И опять куда-то летит Гример, чтобы прийти в себя уже на своей кровати и не понимать, было что или не было. Наверное, все же не было. Потому что он же одет и лежит здесь, в своей кровати. Еще нет Музы. Она на работе. А откуда он узнал, что на работе. А откуда он узнал, что Она на работе… Это спрашивают у него по очереди стоящие над ним и Муж и Жена, и Таможенник и Сопредседатель, и Председатель укоризненно спрашивает:
— А откуда ты узнал, что она еще на работе…

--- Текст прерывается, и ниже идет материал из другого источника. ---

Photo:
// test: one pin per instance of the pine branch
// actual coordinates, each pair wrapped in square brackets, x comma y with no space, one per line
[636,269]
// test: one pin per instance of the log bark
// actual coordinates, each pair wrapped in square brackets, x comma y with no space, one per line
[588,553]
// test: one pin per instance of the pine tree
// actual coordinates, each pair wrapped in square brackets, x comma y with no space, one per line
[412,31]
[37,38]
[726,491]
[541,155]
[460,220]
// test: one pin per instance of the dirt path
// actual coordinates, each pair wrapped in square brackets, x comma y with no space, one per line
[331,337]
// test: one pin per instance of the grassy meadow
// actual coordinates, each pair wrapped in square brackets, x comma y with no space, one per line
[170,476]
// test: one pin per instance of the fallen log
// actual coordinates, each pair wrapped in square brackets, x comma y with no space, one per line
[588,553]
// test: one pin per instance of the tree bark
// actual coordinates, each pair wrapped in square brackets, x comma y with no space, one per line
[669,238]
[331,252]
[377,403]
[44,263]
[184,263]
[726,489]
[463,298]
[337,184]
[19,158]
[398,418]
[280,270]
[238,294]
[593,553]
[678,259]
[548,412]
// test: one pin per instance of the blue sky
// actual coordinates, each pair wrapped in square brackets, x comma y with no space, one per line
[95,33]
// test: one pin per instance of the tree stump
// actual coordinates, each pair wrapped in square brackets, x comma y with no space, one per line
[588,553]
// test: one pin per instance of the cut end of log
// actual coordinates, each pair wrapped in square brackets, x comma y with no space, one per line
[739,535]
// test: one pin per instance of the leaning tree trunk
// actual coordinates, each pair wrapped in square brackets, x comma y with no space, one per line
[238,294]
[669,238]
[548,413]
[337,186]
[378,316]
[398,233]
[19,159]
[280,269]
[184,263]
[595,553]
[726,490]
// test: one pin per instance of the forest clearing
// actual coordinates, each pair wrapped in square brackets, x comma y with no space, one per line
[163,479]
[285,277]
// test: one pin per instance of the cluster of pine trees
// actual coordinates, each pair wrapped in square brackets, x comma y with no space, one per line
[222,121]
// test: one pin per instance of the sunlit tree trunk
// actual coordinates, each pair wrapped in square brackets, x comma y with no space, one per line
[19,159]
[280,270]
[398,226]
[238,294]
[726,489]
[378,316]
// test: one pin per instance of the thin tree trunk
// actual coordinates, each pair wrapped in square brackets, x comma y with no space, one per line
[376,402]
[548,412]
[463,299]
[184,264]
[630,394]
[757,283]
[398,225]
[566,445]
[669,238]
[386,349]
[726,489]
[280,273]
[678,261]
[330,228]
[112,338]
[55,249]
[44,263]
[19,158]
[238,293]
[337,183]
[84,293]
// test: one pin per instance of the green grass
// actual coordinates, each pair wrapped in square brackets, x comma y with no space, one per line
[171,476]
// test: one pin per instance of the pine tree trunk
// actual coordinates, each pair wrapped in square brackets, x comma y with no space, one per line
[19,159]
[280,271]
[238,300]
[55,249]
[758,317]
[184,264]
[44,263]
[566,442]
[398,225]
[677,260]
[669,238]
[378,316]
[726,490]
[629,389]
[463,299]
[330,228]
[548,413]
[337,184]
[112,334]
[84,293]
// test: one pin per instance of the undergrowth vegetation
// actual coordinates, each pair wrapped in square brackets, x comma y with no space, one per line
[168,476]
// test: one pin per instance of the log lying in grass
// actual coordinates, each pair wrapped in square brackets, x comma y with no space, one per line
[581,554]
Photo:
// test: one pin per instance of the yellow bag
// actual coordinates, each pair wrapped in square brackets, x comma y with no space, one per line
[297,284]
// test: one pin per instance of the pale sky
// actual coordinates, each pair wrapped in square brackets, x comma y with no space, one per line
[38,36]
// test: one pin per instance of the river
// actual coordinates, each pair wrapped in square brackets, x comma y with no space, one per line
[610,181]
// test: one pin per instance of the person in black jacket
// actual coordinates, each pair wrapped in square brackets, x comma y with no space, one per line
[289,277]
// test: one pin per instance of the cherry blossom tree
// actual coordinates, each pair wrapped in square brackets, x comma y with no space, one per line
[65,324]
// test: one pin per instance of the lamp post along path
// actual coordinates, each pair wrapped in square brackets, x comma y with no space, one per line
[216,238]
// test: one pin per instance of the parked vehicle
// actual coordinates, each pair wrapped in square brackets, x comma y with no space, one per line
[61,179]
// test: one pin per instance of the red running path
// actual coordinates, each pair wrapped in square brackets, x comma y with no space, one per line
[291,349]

— Не знаю, — совершенно искренне признается Гример, — понятия не имею. Знаю, что… — Стоп, стоп, стоп. А испытание? Ведь ему ничего не сказали о результате? Он возвращается сам в кабинет. С трудом ориентируясь, находит дверь, в которую он входил первый раз. Там тишина и никого. Нет, из-за занавеса, белого занавеса, появляется женщина. Она знает, конечно, зачем он пришел. Она просит его успокоиться. Она сейчас все скажет. Ее предупредили, что он обязательно вернется. Испытание прошло в пределах нормы, но закончилось самостоятельным возвращением в сознание, но что это он уже знает, потому что ему это уже сказали. И Гример удивляется, откуда она это знает так хорошо. Может, ему действительно все уже сказали, сказали, например, и то, что Муза еще на работе.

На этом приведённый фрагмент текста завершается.